Recordaba eso; el día que el hombre llegó a la luna; la noche que murió Franco o el golpe del 23-F, hitos ya más cercanos y de los que usted y yo también guardamos un trocito en la memoria. En ese panteón de los recuerdos seguro que también almacenamos cosas más de andar por casa, lejos de los grandes hechos históricos que nos ha tocado vivir.
Y en mi agenda de la memoria, cada vez más borrosa, se ha colado este verano una fecha nueva: el 4 de agosto, día del incendio en La Granja.
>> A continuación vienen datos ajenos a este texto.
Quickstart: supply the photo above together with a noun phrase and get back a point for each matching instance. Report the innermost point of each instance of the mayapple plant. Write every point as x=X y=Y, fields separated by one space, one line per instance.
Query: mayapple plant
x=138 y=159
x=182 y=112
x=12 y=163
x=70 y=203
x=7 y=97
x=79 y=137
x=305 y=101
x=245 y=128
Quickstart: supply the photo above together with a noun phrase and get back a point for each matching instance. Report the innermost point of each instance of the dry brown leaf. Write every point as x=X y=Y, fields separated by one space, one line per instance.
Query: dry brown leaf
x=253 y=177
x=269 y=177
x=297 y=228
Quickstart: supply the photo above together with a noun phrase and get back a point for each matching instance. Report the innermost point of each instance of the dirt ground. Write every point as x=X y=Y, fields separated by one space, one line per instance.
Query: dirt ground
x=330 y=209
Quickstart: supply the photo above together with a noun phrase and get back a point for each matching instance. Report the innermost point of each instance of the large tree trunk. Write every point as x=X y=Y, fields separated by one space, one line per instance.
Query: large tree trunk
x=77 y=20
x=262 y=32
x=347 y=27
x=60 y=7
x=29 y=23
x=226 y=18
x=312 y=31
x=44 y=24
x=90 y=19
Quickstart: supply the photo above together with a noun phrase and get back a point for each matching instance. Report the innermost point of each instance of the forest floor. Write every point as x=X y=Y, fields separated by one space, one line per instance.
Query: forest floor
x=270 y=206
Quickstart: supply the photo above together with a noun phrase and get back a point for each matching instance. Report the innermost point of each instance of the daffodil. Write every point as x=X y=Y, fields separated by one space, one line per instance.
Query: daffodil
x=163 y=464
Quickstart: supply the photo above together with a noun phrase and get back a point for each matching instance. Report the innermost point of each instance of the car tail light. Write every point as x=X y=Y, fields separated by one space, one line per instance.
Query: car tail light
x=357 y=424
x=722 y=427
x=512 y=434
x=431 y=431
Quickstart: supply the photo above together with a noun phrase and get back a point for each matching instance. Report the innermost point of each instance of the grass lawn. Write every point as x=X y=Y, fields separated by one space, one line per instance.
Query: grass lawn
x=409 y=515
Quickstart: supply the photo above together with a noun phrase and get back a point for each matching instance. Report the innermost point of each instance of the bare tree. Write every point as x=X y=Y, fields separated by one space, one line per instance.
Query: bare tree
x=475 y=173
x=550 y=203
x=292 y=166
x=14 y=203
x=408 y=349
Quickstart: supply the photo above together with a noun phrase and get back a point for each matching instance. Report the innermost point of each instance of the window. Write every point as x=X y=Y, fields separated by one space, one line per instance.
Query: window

Desde el inicio, que pude contemplar en casa con mis vecinos, hasta esa misma noche en la que, angustiados, temíamos que el paraíso pasara de sueño real a pesadilla, si se extendía a los jardines de palacio y a los montes de Valsaín, todos sufrimos sin distinción.
En un tiempo, cuando evoquemos ese domingo de agosto que hizo temblar a unos paisanos de naturaleza aguerridos, tendremos un recuerdo de lo que pudo ser y no fue y de que dentro de la mala suerte hemos tenido buena suerte. Siempre lo digo al referirme a mis puñeteros incidentes coronarios. Pues esto igual. Mala fortuna que el fuego nos visitara, pero buena que el paraíso resistiera.